Catatan di Hari Rabu Abu
Hari Rabu abu merupakan awal puasa dan pantang bagi umat katolik. Masa pantang dan puasa ini akan dijalani selama 40 hari menjelang hari raya Paskah.
Sebagai organis, salah satu pelayan gereja, saya mendapat tugas pada hari tersebut. Pada pagi hari pukul 07.00 saya siap melaksanakan tugas tersebut. Dengan persiapan yang saya lakukan berharap bisa melaksanakan tugas tersebut dengan sebaik-baiknya. Persiapan bukan hanya saya lakukan pada pagi itu, tetapi beberapa hari sebelumnya. Memang saya sudah biasa menjalankan tugas itu, tetapi tetap saja melakukan persiapan. Karena dengan persiapan, saya menjadi yakin untuk melakukannya dengan baik.
Karena suatu hal, sore harinya saya masih harus bertugas lagi di gereja yang sama. Salah satu teman organis saya berhalangan hadir. Maka saya diminta untuk menggantikannya. Saya pun siap melaksanakannya, karena saya menyadari apa yang saya lakukan bukan hanya untuk temanku yang berhalangan saja, tetapi juga untuk banyak umat yang hadir di gereja saat itu. Dan saya yakin itu juga merupakan persembahan diri saya kepada Tuhan, menyediakan diri untuk dipakai oleh Tuhan.
Dengan penuh keyakinan, saya akan menuju ke gereja beberapa menit lagi karena perayaan ekaristi akan dimulai pada pukul 17.30. Suamiku mengingatkan bahwa bukan pukul 17.30 mulainya, tetapi pukul 17.00. Saya terkejut dengan hal itu. Dari siang saya berkeyakinan bahwa tugas sore ini akan dimulai pukul 17.30. Â Ternyata itu kesalahan besar yang saya lakukan, tidak mengecek jadwal yang sebenarnya.

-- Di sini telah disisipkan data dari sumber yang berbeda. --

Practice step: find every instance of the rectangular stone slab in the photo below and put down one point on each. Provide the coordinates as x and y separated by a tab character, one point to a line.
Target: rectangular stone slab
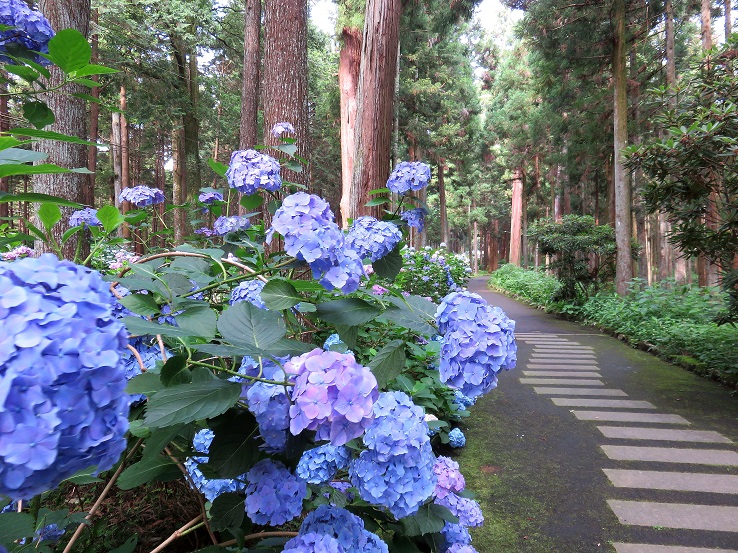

Sebuah kesalahan yang saya lakukan. Memastikan diri tanpa melihat jadwal yang sebenarnya. Saya hanya berpikir biasanya misa sore dilaksanakan pukul 17.30, tanpa memastikan yang sebenarnya. Sebuah pelajaran yang saya dapatkan pada hari itu.
Bergegas saya menuju ke gereja. Benar saja sampai di sana sudah banyak orang yang datang. Tinggal 15 menit lagi waktu yang tersedia untuk menenangkan diri, menyiapkan buku-buku iringan, membuka organ, memilih register dan mengatur volume. Dengan rahmat Tuhan, semuanya bisa saya lewati.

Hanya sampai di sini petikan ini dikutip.